Previous studies of the prevalence of the MetS in PCOS have documented an increased prevalence of MetS in women with PCOS, with some variations depending upon age, the diagnostic criteria and the comparison group studied (Fig. 3). The comparison group used for our study is a population comparison rather than disease-free ‘control’ comparison. Other studies have used normal, disease-free controls for comparison, a method that is likely to over-estimate the burden of the MetS and therefore the imputed cardiovascular risk of PCOS in comparison with the population (Faloia et al., 2004; Dokras et al., 2005; Carmina et al., 2006; Hahn et al., 2007). There is no doubt that some of the AusDiab participants do have PCOS since it is a common endocrinopathy. We agree with Bloom et al. that population comparisons are the most informative for assessment of relative cardiovascular risk (Bloom et al., 2006). Moreover, we have been careful to select the AusDiab group to match the age distribution, rather than simply the age range, of the PCOS subjects. The prevalence of MetS in age-selected females in AusDiab was 10% by NCEP-ATP-III and 13% by IDF definition compared with 18% for all females in the AusDiab population (Cameron et al., 2007).
|
The revision of the diagnostic criteria, by including the ultrasound findings as a diagnostic criterion (The Rotterdam ESHRE/ASRM-Sponsored PCOS Consensus Workshop Group, 2004
), has introduced new phenotypes that are less likely to have insulin resistance (Azziz, 2006). The one study that has used these criteria noted a lower prevalence of MetS in women with PCOS than has been found in other studies (Carmina et al., 2006). However, there was a similar MetS prevalence (NCEP) in ESHRE/ASRM-classified (8.2%) and NIH-classified (8.9%) PCOS. Those patients whose clinical characteristics satisfied only ESHRE/ASRM criteria had a significantly lower MetS prevalence (5%).

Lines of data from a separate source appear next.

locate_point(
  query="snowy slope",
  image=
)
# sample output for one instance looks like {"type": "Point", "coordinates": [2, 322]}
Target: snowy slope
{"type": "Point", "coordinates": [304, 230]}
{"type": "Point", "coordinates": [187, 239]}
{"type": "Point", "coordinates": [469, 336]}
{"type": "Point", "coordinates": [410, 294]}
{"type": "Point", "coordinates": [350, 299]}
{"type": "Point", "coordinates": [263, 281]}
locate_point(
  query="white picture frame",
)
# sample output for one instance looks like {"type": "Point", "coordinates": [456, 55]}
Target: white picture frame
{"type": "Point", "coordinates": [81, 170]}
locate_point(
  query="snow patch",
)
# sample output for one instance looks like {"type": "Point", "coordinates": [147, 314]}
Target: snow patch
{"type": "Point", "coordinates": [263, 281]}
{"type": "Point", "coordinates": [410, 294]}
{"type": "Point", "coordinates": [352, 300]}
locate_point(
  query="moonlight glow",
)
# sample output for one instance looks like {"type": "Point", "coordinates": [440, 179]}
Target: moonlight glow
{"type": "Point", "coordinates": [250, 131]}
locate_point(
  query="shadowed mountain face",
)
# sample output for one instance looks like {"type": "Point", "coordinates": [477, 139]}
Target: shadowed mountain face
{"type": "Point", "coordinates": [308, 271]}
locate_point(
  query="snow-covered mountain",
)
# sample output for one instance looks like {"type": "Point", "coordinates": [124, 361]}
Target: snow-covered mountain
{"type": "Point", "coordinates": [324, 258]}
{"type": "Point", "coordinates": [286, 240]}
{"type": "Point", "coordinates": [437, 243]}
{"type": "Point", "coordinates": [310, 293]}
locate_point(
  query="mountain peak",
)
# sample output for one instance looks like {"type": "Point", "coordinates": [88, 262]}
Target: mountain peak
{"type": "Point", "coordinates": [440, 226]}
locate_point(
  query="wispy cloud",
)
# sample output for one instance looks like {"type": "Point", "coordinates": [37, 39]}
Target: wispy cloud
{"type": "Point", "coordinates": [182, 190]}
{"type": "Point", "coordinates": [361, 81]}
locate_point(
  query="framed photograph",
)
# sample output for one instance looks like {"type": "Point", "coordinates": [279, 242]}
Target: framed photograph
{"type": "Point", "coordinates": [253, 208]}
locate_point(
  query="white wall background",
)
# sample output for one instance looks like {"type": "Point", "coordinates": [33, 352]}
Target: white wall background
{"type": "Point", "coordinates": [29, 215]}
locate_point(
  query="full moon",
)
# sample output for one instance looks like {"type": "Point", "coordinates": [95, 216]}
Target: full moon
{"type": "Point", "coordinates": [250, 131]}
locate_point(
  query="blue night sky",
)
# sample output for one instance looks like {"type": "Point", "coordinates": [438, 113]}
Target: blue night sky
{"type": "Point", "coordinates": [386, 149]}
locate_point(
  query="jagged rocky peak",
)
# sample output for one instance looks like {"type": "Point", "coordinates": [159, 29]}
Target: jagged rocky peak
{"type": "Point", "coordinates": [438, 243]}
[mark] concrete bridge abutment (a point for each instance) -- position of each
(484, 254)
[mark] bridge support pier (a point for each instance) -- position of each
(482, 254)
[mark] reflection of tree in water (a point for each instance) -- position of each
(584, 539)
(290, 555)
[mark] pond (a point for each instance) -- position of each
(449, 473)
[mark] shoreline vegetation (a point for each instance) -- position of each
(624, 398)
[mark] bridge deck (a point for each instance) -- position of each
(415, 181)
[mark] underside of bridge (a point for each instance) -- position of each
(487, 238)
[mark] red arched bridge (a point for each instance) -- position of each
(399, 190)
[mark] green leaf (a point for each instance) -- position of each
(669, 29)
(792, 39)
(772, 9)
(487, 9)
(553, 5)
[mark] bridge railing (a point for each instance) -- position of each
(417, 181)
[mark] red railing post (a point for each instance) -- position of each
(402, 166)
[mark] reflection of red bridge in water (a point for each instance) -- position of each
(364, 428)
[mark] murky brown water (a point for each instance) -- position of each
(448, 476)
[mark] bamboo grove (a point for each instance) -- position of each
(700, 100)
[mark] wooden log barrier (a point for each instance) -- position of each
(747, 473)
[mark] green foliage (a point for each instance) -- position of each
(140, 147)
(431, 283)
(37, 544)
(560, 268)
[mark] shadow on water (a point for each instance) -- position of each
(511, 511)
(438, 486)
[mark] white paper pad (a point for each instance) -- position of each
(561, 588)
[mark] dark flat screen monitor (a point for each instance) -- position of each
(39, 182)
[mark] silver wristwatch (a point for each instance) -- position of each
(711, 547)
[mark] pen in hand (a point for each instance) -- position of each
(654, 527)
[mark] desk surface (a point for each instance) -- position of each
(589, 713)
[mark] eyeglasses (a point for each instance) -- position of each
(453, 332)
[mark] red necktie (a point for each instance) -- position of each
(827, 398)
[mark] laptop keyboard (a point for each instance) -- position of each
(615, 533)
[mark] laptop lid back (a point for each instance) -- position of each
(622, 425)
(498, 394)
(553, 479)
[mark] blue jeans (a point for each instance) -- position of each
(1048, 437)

Our study found a very similar prevalence of MetS to a recent German study using IDF criteria (Hahn et al., 2007). Studies conducted in the USA report a somewhat higher prevalence of MetS, 46–47% (Glueck et al., 2003; Dokras et al., 2005), except for one that was conducted in the process of clinical trial recruitment and excluded women with diabetes or cardiovascular disease (Ehrmann et al., 2006). Conversely, a relatively low prevalence, 14.5%, was reported in a Korean study (Park et al., 2007) as well as in the Italian study by Carmina et al. (2006), 8–16%, suggesting a modifying effect of racial and/or cultural differences. Of interest, although our study and those of others have shown an increase in the prevalence of MetS with age, one smaller study that studied women of average age 38.7 ± 4.8 years, reported a prevalence of 15.3% (Talbott et al., 2004).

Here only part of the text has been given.